Saturday, 8th May 2021

Bank credit growth in Botswana has slowed down amid the pandemic, dropping from 10.7 percent to 6.4 percent during the first lockdown imposed from the end of March to July, a local economic analyst firm said Tuesday.

The decrease was driven by a sharp contraction in credit extended to private business during this period, researchers Sethunya Sejoe and Kitso Mokhurutshe at Econsult said.

Meanwhile, “although bank credit to households continued to grow during this period, it did so at a much slower pace, with the growth rate of credit taken up by households falling from 15.1 percent, pre-COVID-19, to 9.8 percent by the end of June,” the researchers said.

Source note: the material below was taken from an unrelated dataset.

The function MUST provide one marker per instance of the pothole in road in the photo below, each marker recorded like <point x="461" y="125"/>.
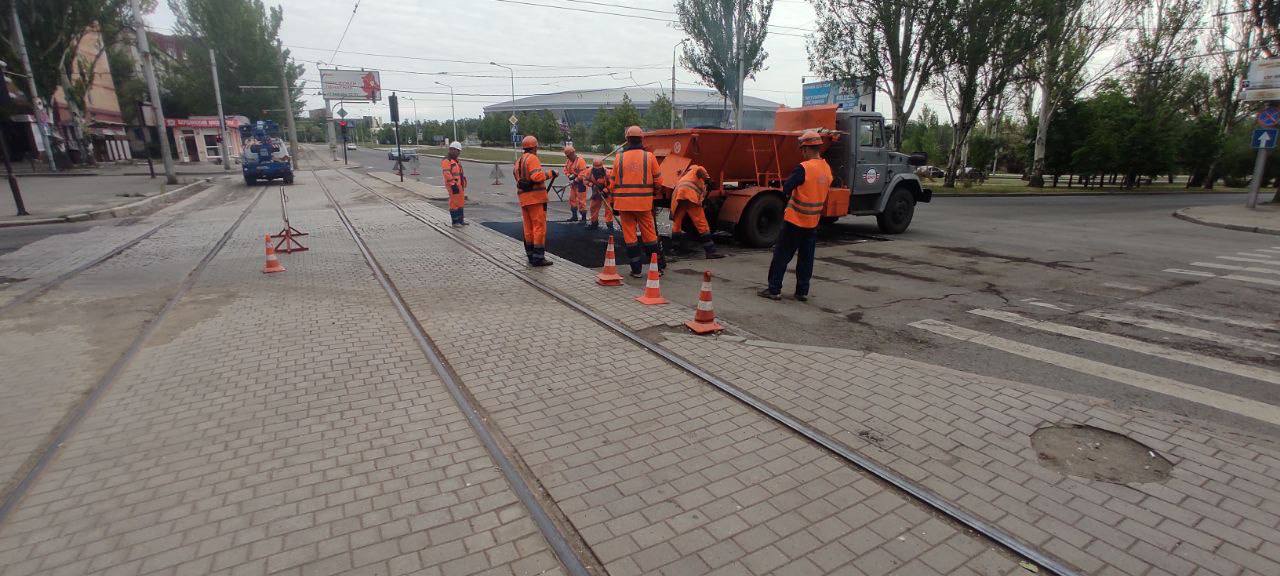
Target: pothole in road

In addition, Econsult highlighted that the total arrears on bank lending as a proportion of total bank assets declined during the second quarter, driven by a fall in business arrears.

However, despite the economic downturn, businesses have not begun defaulting on their loan repayments at an increased rate, the firm noted.

Meanwhile, commercial banks have sharply increased their provisions for bad and doubtful debts in the second quarter in the face of uncertainties.

The government also extended a 1 billion pula (approximately 8.9 million U.S. dollars) loan guarantee scheme in September to help maintain credit extension and reduce banks’ exposure to non-performing loan risk going forward, as more businesses challenges unravel due to COVID-19.